Over the long term, yes. However, some of the carbon in the decomposing tree will be incorporated into the biomass of fungi, bacteria, termites, and other decomposing organisms that feed on it. So some of the carbon originally fixed by the tree could remain in the ecosystem for a very long time, even after the tree itself has entirely disappeared.

The net amount of Carbon released would be the same. However some/lot of Carbon released during decomposition is released as Methane (CH4) versus (CO2). Each molecule of Methane is 28 times worse than CO2 when greenhouse effect is concerned.

But methane doesn’t tend to stay methane for very long, in an oxygen-rich atmosphere.

This is not my area of expertise, but from discussions IIRC the 28 number there is the average over 100 years.

Did some digging around and this paper (Table 1) gives the same number as 34 (average over 100 years) Fugitive Methane and the Role of Atmospheric Half-Life | SciTechnol

Because you aren’t burning elemental carbon. You are changing let’s say a glucose molecule into water and carbon dioxide. That process would have a different net energy difference.

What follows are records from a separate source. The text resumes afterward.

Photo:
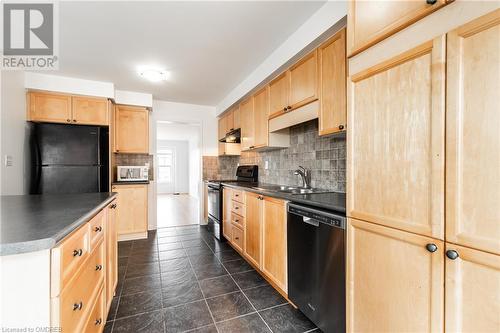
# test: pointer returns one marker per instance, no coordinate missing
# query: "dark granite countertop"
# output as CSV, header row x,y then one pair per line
x,y
130,183
335,201
38,222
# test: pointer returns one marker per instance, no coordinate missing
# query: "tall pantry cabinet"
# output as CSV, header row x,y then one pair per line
x,y
424,186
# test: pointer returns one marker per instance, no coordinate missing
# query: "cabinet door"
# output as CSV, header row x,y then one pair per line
x,y
333,99
370,22
132,214
226,213
261,118
111,253
253,223
90,111
131,129
47,107
472,291
279,89
247,125
473,135
304,81
274,241
396,141
394,284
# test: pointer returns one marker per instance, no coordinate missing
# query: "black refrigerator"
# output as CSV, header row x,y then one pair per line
x,y
69,158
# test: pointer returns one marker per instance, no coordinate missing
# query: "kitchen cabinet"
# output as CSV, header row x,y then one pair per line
x,y
247,122
111,253
132,214
260,120
370,22
332,90
304,81
253,227
131,130
278,95
274,241
226,213
394,283
396,141
472,290
69,109
472,135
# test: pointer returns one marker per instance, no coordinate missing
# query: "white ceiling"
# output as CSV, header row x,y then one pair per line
x,y
208,47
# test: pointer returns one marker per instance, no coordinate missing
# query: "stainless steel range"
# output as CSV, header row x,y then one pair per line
x,y
244,173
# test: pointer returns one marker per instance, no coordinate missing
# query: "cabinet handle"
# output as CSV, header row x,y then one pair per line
x,y
77,306
452,254
431,247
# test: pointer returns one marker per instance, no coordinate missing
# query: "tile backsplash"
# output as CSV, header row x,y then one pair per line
x,y
324,156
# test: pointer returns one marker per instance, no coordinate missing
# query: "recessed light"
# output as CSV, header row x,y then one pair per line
x,y
154,75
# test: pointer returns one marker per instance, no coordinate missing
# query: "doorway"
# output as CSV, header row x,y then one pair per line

Re: decomposition, obviously all the carbon doesn’t end up back in the air quickly because soil exists. There’s more carbon in soil than there is in the atmosphere.

τ ~ 12 years, t1⁄2 ~ 9 years. Hence the GWP depending on time scale.

IPCC GWPs are listed here:

28 vs 34 depends on whether feedbacks are considered. And of course if one is concerned about temperatures in, say, 2040, the 100-year GWP is less relevant.

Hm, that’s longer than I would have expected.